Analyze entity data flow in Power BI Desktop using Sankey charts


By:   |   Updated: 2018-03-13   |   Comments (8)   |   Related: More > Power BI

Problem

Datasets related to domains like Energy, Finance, Manufacturing, Logistics, etc. tend to have data that has multiple interconnected entities. These entities are organized, but not necessarily in a hierarchical structure. So, any tree-based visualizations cannot be used. The association or links between these entities are also progressive in nature. So even a graph-based visualization would not be the best fit, though it can show relations through edges. So, there is a need for a specialized visualization that can visualize the inter-relationship between the entities proportionately in a relative manner without losing the progressive projection of the visualization.

Solution

Sankey charts are available in Power BI Desktop in the Power BI Visuals Gallery, which can be used for entity data flow analysis.

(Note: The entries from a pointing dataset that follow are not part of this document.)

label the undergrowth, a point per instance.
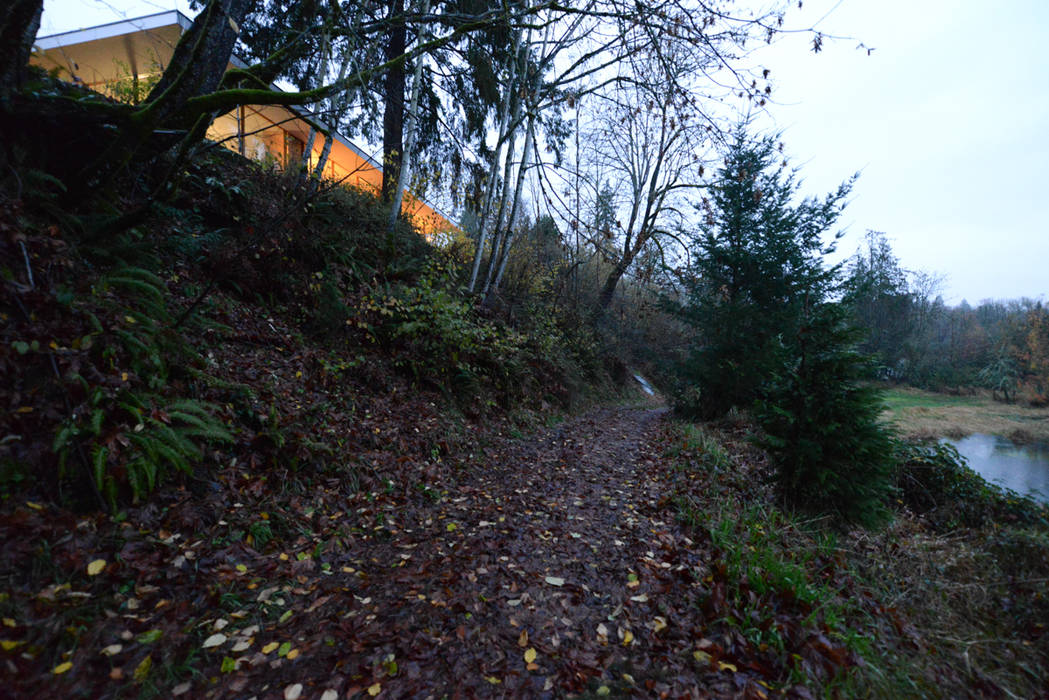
(949, 599)
(118, 346)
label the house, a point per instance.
(124, 59)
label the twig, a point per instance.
(28, 269)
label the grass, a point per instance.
(934, 608)
(926, 415)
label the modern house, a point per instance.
(123, 59)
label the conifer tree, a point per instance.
(757, 256)
(772, 337)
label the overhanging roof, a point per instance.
(94, 55)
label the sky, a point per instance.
(946, 120)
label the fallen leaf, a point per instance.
(142, 671)
(214, 640)
(149, 637)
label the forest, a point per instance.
(264, 433)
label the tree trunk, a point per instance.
(393, 102)
(196, 67)
(416, 88)
(490, 188)
(200, 57)
(18, 29)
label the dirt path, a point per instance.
(553, 566)
(536, 567)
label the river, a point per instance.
(1023, 468)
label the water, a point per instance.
(1023, 468)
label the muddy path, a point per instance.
(549, 565)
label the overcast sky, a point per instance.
(947, 120)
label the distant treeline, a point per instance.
(920, 340)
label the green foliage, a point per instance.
(757, 296)
(136, 440)
(441, 336)
(1002, 376)
(935, 482)
(756, 260)
(820, 425)
(130, 432)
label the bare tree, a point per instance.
(649, 144)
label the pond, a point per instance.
(1023, 468)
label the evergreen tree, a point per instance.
(758, 255)
(820, 422)
(771, 336)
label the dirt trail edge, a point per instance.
(553, 566)
(544, 566)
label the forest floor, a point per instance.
(543, 566)
(923, 415)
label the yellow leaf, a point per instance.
(214, 640)
(143, 669)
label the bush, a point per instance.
(935, 482)
(821, 425)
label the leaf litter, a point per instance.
(544, 566)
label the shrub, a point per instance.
(821, 425)
(935, 482)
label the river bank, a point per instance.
(925, 415)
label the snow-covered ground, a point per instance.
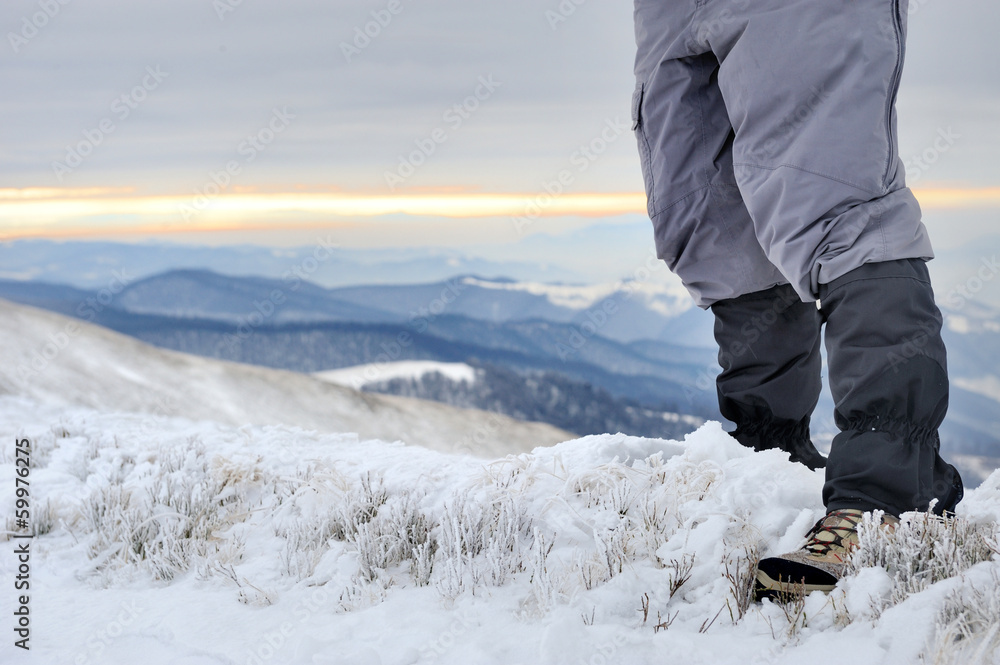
(197, 542)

To address the problem in question, we need a specific type of dataset which resembles a near real life dataset. One publicly available dataset that we can use to understand the data problem in question is available from here. This is the EU Energy dataset which shows the energy generated from different mediums in a common unit called mote (million tons of oil equivalent). It’s a very large dataset, but it we aggregate the data it can be simplified enough to add it to a visualization. If you analyze this data you will find that each entity is associated with few other entities and have a value with can be considered as the association value. This data after simplification look as shown below and can be downloaded from here.

Here we have two datasets in a single file. Columns A and B is a single dataset, and Columns C, D and E is another dataset. We will understand it in more detail shortly.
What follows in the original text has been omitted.